Oscar Williams-Grut   

Britain's banks are ticking pension timebombs

Controlled explosion bombFlickr, DVIDSHUBIf banks don't pour more into pension funds they face a ticking timebomb

UK banking shares surged on news of a Conservative election victory last week, with investors hoping the Tories will go easy on the industry.

But it looks like the banks may have a bigger problem than regulation and levies - pension deficits. 

Citi analysed a series of European bank annual reports and it found that British and Irish lenders have some of the biggest pension shortfalls on the continent. That means they don't currently have enough in the bank to pay employees their promised retirement funds.

The Bank of Ireland, Lloyds Banking Group and the Royal Bank of Scotland are the top three most at risk from pension deficits when shortfalls are ranked as a percentage of each bank's book value. Barclays is also in the top five most at risk.
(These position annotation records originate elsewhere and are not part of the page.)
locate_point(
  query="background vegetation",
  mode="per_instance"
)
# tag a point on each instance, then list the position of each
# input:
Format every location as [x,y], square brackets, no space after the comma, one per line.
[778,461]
Bank of Ireland's deficit is an eye-watering 101%, meaning if the entire business was liquidated it still wouldn't have enough cash to pay all employees' pensions.

Citi banking pension deficitCitibank

The problem lies with ultra low interest rates. Pension liabilities are calculated using something called a 'discount rate' - the assumed annual return a company will make from investing its pension fund. This figure determines how much companies put aside for the future.
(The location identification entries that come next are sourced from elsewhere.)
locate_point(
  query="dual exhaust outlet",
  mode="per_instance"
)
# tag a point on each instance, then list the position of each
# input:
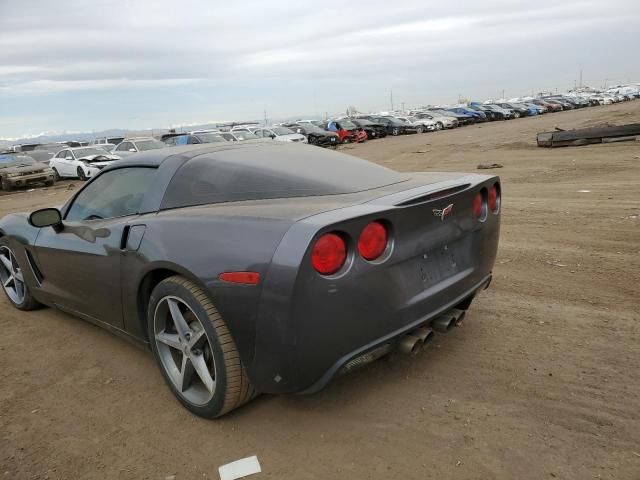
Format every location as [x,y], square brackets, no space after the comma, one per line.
[413,342]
But low interest rates have led to tumbling discount rates and the onset of Eurozone quantitative easing means rates look unlikely to rise any time soon. This has forced companies to pour more and more into their retirement funds.

Banks aren't the only ones suffering from this trend, with BT warning earlier this year that it's deficit has nearly doubled to £7 billion ($10.79 billion). But Citi's analysis shows UK banks are the worst offenders and will have to act fast to head off the problem.